Pour faire simple, il dit que nous sommes en train de passer d’une géopolitique qui s’était construite aux 19ème et 20ème siècle sur des clivages idéologiques portés par des nations, communisme contre capitalisme, progressisme contre impérialisme, démocratie contre totalitarisme, etc, à une géopolitique construite sur des clivages culturels, identitaires, religieux qui transcendent les catégories anciennes d’Etat, de nation, d’ethnie, catégories que par ailleurs la mondialisation a considérablement affaiblies, voire rendues caduques.
L'explosion de l'intégrisme
On voit d’ailleurs à quel point, des nations toutes puissantes, comme l’Amérique et les grands pays européens, sont aujourd’hui incapables de régler les crises qui naissent chez elles ou qui les assaillent de l’extérieur.
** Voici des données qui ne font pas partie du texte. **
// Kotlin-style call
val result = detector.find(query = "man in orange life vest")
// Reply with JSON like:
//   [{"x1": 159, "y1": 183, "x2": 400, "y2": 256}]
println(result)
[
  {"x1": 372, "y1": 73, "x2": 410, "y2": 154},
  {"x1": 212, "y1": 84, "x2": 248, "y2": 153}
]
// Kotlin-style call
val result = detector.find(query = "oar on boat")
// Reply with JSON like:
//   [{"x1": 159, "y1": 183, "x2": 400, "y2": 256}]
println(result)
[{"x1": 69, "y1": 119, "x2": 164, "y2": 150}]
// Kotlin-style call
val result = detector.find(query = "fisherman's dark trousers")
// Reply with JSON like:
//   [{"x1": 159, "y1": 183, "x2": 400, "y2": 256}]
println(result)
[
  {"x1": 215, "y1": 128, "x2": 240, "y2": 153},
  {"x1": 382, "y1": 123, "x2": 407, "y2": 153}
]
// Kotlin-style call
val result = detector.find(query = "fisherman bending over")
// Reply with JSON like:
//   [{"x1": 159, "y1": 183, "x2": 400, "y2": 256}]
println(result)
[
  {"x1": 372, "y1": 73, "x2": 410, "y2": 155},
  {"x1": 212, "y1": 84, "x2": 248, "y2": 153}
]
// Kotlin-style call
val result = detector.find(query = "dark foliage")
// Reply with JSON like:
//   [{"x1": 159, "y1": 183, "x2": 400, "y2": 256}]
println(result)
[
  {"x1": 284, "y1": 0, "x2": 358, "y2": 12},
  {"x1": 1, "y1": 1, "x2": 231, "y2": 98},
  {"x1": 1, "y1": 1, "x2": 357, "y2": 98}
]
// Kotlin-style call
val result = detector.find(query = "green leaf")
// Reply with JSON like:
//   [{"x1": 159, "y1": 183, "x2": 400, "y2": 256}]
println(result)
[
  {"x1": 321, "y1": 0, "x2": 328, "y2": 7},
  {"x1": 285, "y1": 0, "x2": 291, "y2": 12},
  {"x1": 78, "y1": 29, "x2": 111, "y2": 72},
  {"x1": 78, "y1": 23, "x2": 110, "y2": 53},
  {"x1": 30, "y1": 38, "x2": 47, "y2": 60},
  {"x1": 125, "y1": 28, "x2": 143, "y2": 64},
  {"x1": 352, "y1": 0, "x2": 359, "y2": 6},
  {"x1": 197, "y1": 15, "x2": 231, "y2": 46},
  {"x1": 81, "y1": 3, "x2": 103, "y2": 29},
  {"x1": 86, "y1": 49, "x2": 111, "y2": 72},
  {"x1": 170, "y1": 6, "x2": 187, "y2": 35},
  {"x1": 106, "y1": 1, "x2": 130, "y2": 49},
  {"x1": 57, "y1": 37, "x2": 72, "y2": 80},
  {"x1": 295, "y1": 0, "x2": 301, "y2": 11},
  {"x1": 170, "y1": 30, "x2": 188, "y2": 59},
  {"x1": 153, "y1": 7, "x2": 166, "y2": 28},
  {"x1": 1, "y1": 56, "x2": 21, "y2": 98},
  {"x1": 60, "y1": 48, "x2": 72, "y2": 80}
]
On pense à la crise financière mondiale, à la crise des banlieues et des minorités en Europe. Il fait remarquer que toutes les grandes civilisations ont eu pour origine une grande religion qui en a formé le socle moral et identitaire et que la chute des idéologies politiques a provoqué par contrecoup, la nature ayant horreur du vide, la résurgence du sentiment religieux, d’où l’explosion de l’intégrisme que l’on observe partout, dans le monde musulman mais aussi le monde chrétien, les évangélistes aux USA, les catholiques en Pologne, les orthodoxes en Russie, et ailleurs sous forme de rejet radical de toute religion.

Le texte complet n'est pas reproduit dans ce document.